Louisiana residents may be aware of the autonomous car technology that is being tested in California, Nevada, Florida and Michigan. Manufacturers such as Mercedes-Benz, Google and Volvo have called for the federal government to increase testing permissions across the country and provide regulations that would allow autonomous car technology to move forward. Even Apple has been rumored to be working on autonomous car technology.
Cars such as the Mercedes-Benz S550 already offer semiautonomous technology, but such progress is raising questions of liability. Without the driver being in control of the vehicle, some have expressed concerns about who would be responsible in the event of an accident. According to Google, 94 percent of all accidents involve human error, but the remaining 6 percent of accidents may pose issues when it comes to vehicular intelligence as it is doubtful that any early stage autonomous vehicle would perform with 100 percent accuracy.

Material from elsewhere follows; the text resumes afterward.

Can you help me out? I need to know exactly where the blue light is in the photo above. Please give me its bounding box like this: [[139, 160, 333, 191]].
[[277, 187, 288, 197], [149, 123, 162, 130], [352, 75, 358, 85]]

Mercedes-Benz, Google and Volvo have announced that they are willing to take full responsibility for any accidents involving their autonomous vehicles. The CEO and president of Volvo has further urged the government to allow automakers to expand testing programs. He as also called for the implementation of cohesive regulations on United States roads and cautioned against the patchwork of regulations that have caused confusion in Europe.
Pedestrians, passengers and drivers injured in car accidents involving an autonomous vehicle may have a difficult time determining who is at fault. A personal injury lawyer may be able to ascertain liability through a review of the police accident investigation report and an analysis of the vehicle's operations.